Back in 2002, Capitol Hill businesspeople Adele and Bruce Robey bought a restaurant at 1365 H Street NE for $300,000 and turned it into the H Street Playhouse, a 100-seat black box that now serves as a home for small theater groups. Since then, hip bars and restaurants have sprung up around it, making H Street the city’s buzziest cultural destination—-while many of the businesses that had been there for decades have either failed or cashed out and left.

Now, the H Street Playhouse has perhaps become a victim of its own success.

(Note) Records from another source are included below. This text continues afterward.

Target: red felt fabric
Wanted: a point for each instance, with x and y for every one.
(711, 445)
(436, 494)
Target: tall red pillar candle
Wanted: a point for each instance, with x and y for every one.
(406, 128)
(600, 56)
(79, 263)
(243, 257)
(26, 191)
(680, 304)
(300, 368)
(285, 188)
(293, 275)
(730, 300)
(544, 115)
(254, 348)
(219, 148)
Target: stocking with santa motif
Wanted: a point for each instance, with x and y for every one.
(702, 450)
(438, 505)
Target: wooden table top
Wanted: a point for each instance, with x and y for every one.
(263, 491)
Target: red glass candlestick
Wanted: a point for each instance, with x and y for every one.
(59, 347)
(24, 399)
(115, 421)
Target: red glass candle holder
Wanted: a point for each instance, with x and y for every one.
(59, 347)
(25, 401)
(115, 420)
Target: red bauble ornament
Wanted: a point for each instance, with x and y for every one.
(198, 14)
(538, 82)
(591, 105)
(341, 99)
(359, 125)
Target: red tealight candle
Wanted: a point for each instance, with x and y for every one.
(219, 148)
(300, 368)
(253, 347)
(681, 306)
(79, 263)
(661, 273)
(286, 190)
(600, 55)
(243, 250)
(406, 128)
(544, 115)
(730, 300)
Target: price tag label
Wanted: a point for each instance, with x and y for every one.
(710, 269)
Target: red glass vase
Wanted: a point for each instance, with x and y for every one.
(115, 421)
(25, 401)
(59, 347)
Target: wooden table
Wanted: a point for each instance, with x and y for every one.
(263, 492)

After Bruce died in 2009, Adele sold the property to the local real estate investment firm Century Associates for $1.1 million, and paid for a three-year lease up front with the proceeds. She writes:

It was my understanding that the new owners of the building would keep it as a performance venue when my lease expired. Now apparently that is not going to happen. Or, it could possibly happen if the theater groups are willing to pay “market rent” which in the eyes of these men is in the neighborhood of $55/square foot. Since that works out to something like 20,000 a month, it’s obviously not going to happen. Most companies struggle to pay $6,000 (at which rate I lose $2,500 a month). In talking with our resident companies and judging by the daily calls I get for rental space, it is my opinion that if we can find a viable space that we can outfit, we can be up and running and fully booked very quickly.

Robey says she’ll be starting a new non-profit to raise money for a new location, and hopes to stay somewhere in the neighborhood, maybe further out on Bladensburg or Benning Road. “We need to be where an audience can reach us without too much hassle but also would like to locate somewhere where our presence can help spark new business development as we did 10 years ago on H,” she says.

The Playhouse’s lease is up in February of next year. The clock’s ticking.

I’ve reached out to the principals of Century Associates, and will update if they’ve got anything to say.


UPDATE, Friday, 4:30 p.m. – Joel Kelty of Century Associates says that the $55 figure is “ridiculous,” and that if H Street Playhouse does leave, “we’d love to replace it with another tenant that incorporates an arts or performance-related use.”

Robey forwarded me an email from the landlord in which they laid out a couple of examples of what H Street properties are leasing for these days, topping out at $55, and told her: “While it may be aggressive to think that rents on H Street can exceed those downtown, we believe the Playhouse has unique characteristics that should allow for a rent in the neighborhood of $45 per SF.”